En 2023, l’Europe a réalisé plus de 2 500 milliards d’euros d’importations. Cela représente 20 % des émissions de gaz à effet de serre de l’UE et cette part augmente chaque année !
Pour limiter les émissions liées aux importations, la Commission européenne vient d’introduire, avec le règlement (UE) 2023/956 du 1er octobre 2023, un mécanisme d’ajustement carbone aux frontières (MACF) aussi appelé “taxe carbone européenne” ou Carbon Border Adjustment Mechanism (CBAM).
La mise en place du MACF est une première mondiale ! Ce mécanisme s'inscrit au cœur du Green Deal européen dont l’objectif ambitieux est d’atteindre la neutralité carbone d’ici à 2050. Concrètement, le MACF vise à introduire progressivement une taxe sur les importations de produits à forte teneur en carbone, basée sur le CO2 émis lors de leur production.
Mais comment fonctionne ce mécanisme ? À quoi sert-t-il ? Quand s'appliquera-t-il ? Votre entreprise est-elle concernée ? Quelles sont les nouvelles obligations qui en découlent ? Comment remplir votre rapport MACF ? On fait le tour de toutes ces questions dans cet article.

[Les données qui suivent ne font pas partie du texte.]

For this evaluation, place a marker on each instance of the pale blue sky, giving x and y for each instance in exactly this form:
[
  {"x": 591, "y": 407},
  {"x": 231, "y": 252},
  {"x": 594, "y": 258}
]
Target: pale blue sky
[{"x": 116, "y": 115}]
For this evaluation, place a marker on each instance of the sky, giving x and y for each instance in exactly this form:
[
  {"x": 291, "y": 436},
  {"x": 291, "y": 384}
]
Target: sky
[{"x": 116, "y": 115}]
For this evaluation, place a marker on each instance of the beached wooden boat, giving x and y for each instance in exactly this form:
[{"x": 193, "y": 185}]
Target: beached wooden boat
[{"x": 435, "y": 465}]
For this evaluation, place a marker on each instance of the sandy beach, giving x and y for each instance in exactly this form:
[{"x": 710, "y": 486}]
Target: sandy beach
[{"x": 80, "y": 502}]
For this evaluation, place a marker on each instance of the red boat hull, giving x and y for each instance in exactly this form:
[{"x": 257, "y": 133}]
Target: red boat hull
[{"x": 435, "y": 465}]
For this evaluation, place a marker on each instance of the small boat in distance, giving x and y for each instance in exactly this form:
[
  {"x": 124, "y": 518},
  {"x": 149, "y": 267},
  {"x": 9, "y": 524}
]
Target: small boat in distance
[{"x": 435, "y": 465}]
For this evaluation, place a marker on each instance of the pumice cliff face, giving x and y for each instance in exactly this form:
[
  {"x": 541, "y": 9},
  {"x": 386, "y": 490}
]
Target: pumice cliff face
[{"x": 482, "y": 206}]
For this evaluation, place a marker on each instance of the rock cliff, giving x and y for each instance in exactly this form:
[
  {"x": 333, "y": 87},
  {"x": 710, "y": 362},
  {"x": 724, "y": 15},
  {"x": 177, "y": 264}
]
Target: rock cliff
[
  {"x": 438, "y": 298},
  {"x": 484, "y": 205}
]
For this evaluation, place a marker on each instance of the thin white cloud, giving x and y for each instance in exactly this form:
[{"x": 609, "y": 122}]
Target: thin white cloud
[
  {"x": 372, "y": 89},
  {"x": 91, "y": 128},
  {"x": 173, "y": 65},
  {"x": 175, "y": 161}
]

1. Qu’est-ce que le Mécanisme d’Ajustement Carbone aux Frontières (MACF) ?
Le MACF c’est un instrument, un mécanisme dont se dote l’Union européenne pour mettre en œuvre son Pacte Vert et lutter contre le réchauffement climatique.
Il s’agit d’une mesure environnementale. C’est pour cela qu’en France, l’autorité compétente sur cette question est la direction générale de l’énergie et du climat (DGEC) du ministère de la transition énergétique.
Concrètement, avec la mise en œuvre de ce mécanisme, les importateurs de marchandises (ou leurs représentants en douane indirect) devront déclarer les émissions de gaz à effet de serre (GES) directes et indirectes intégrées dans leurs importations, et payer une taxe sur ces importations lors du franchissement de la frontière de l’UE.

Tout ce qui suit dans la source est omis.